Jim Herrick (August 1944 – 20 June 2023) was a British humanist and secularist. He studied history and English literature at Trinity College, Cambridge University, and then worked as a school teacher for seven years. He wrote or edited several books on humanism and the history of freethought.

== Biography ==

Herrick was a trustee of the Rationalist Association and was editor of its journal New Humanist for 18 years from 1984. He subsequently became literary editor of New Humanist until his retirement in 2005. He was the recipient of the second International Rationalist Award by Rationalist International in 2002.

He was editor of International Humanist News, published by the International Humanist and Ethical Union (IHEU). In 1996 he received the Distinguished Humanist Service Award from the IHEU. He was a signatory to Humanist Manifesto III.

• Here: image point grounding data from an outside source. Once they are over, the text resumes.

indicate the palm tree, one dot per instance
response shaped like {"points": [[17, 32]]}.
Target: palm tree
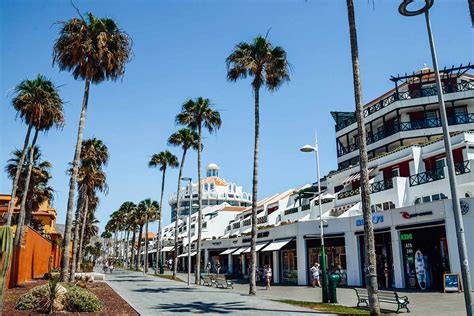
{"points": [[38, 103], [91, 178], [94, 49], [370, 260], [269, 67], [38, 191], [196, 114], [150, 209], [186, 138], [163, 160]]}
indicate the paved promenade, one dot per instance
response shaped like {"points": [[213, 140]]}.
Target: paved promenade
{"points": [[151, 295]]}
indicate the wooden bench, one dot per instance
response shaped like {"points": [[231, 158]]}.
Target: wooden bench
{"points": [[221, 281], [384, 297]]}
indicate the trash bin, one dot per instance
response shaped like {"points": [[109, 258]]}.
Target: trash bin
{"points": [[334, 280]]}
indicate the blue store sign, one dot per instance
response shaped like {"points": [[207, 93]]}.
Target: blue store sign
{"points": [[376, 219]]}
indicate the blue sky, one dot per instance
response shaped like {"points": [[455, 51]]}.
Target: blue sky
{"points": [[179, 52]]}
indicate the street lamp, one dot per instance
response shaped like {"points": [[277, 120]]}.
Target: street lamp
{"points": [[315, 149], [189, 224], [458, 221]]}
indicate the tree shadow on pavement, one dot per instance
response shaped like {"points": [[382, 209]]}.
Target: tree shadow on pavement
{"points": [[221, 308]]}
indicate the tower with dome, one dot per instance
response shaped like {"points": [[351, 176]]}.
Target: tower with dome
{"points": [[214, 190]]}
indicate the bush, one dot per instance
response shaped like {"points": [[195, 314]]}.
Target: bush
{"points": [[81, 300]]}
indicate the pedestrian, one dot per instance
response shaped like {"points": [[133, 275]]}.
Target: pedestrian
{"points": [[268, 276], [315, 274]]}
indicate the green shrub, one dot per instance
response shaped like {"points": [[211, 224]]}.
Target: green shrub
{"points": [[81, 300]]}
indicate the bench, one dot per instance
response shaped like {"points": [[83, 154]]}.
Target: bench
{"points": [[384, 297], [221, 281], [207, 279]]}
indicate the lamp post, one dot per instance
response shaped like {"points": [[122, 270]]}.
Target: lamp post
{"points": [[189, 224], [458, 221], [315, 149]]}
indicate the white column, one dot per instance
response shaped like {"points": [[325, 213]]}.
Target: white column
{"points": [[276, 267], [301, 255], [397, 257], [352, 259]]}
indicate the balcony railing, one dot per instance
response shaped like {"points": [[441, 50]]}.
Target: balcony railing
{"points": [[373, 187], [462, 167], [407, 95], [407, 126], [426, 177]]}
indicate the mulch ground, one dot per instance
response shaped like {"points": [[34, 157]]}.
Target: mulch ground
{"points": [[112, 303]]}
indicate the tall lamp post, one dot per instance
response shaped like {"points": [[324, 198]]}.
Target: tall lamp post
{"points": [[466, 276], [189, 224], [315, 149]]}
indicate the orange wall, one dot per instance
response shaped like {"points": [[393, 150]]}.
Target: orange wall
{"points": [[32, 259]]}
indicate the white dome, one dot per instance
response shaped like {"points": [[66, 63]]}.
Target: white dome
{"points": [[212, 166]]}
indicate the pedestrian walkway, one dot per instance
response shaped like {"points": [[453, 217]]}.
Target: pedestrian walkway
{"points": [[421, 303], [151, 295]]}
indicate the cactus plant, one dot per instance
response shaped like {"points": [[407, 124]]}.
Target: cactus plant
{"points": [[6, 250]]}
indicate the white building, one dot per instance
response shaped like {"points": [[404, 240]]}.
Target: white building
{"points": [[410, 195]]}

From January 1977 until 1981, Herrick edited The Freethinker. He later wrote that publication's centenary history. He was a founder member of the Gay and Lesbian Humanist Association.

Herrick stepped down as a vice-president of the National Secular Society at the 2007 AGM but remained on the Council of Management until stepping down at the 2009 AGM.

==Publications==
- Aspiring to the Truth: Two Hundred Years of the South Place Ethical Society. (2016). With an introduction by Nicolas Walter. Published by CreateSpace Independent Publishing Platform. ISBN 1-5329793-7-1.
- Humanism: An Introduction. (2003). ISBN 0-301-00301-7. (Also published by Prometheus Books, 2005. ISBN 1-59102-239-8)
- Humanist Anthology: From Confucius to David Attenborough. (1995). London, Rationalist Press Association. Edited by Margaret Knight; 2nd edition, revised by Jim Herrick. ISBN 0-301-94001-0
- Against the Faith: Some Deists, Skeptics and Atheists. (1985). London: Glover & Blair. ISBN 0-906681-09-X (Also published by Prometheus Books, 1994. ISBN 0-87975-288-2).
- Vision and Realism: A Hundred Years of The Freethinker. (1982). London: GW Foote & Co. ISBN 0-9508243-0-5
- Selected articles for New Humanist on the newhumanist.org.uk website.